IV. Théâtres, Beaux-arts

V. Travaux publics

VI. Les intermédiaires

VII. Restriction

VIII. Les machines

IX. Crédit

X. L’Algérie

XI. Épargne et Luxe

XII. Droit au travail, droit au profit

CE QU’ON VOIT

ET

CE QU’ON NE VOIT PAS [1]

Dans la sphère économique, un acte, une habitude, une institution, une loi n’engendrent pas seulement un effet, mais une série d’effets. De ces effets, le premier seul est immédiat ; il se manifeste simultanément avec sa cause, on le voit. Les autres ne se déroulent que successivement, on ne les voit pas ; heureux si on les prévoit.

Entre un mauvais et un bon Economiste, voici toute la différence : l’un s’en tient à l’effet visible ; l’autre tient compte et de l’effet qu’on voit et de ceux qu’il faut prévoir.

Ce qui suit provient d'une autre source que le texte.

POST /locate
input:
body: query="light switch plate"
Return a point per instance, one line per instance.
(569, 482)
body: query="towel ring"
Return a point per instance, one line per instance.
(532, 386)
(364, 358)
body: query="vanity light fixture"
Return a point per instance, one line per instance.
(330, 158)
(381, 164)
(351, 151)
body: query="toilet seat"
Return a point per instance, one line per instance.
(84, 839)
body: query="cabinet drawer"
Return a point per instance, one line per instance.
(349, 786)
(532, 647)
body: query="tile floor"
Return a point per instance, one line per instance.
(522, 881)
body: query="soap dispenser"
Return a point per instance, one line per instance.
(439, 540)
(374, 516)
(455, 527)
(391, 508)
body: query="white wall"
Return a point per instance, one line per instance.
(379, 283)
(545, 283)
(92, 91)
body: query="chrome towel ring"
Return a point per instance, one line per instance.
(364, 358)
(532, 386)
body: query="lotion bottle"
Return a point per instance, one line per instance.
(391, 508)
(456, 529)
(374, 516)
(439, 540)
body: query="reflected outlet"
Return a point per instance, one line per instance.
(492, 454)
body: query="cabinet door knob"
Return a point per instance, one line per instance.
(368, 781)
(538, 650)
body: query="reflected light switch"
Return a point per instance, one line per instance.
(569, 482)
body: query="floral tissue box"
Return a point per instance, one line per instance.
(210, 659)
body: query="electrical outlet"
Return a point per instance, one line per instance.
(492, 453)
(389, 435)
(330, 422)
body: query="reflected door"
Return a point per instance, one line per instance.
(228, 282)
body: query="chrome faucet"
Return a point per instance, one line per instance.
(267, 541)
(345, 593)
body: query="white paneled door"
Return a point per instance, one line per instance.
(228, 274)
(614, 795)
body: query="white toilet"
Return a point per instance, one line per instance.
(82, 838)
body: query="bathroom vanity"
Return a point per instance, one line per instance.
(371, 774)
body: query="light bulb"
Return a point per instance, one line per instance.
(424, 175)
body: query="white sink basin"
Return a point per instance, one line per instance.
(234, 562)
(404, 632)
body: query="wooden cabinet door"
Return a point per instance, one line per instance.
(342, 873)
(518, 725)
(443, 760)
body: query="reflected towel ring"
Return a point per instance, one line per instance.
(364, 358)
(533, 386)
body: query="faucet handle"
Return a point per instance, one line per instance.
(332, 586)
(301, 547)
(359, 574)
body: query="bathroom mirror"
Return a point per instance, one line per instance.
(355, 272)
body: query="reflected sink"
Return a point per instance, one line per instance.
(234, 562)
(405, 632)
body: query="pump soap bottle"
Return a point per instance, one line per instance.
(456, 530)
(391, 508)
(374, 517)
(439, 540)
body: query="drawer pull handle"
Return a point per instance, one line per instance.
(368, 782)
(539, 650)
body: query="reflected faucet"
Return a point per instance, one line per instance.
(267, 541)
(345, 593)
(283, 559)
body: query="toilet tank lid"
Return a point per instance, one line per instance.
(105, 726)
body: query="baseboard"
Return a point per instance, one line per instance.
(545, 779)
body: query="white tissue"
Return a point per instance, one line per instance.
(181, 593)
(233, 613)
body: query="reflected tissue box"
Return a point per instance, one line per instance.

Mais cette différence est énorme, car il arrive presque toujours que, lorsque la conséquence immédiate est favorable, les conséquences ultérieures sont funestes, et vice versa. — D’où il suit que le mauvais Economiste poursuit un petit bien actuel qui sera suivi d’un grand mal à venir, tandis que le vrai Économiste poursuit un grand bien à venir, au risque d’une petit mal actuel.

Du reste, il en est ainsi en hygiène, en morale. Souvent, plus le premier fruit d’une habitude est doux, plus les autres sont amers. Témoin : la débauche, la paresse, la prodigalité. Lors donc qu’un homme, frappé de l’effet qu’on voit, n’a pas encore appris à discerner ceux qu’on ne voit pas, il s’abandonne à des habitudes funestes, non seulement par penchant, mais par calcul.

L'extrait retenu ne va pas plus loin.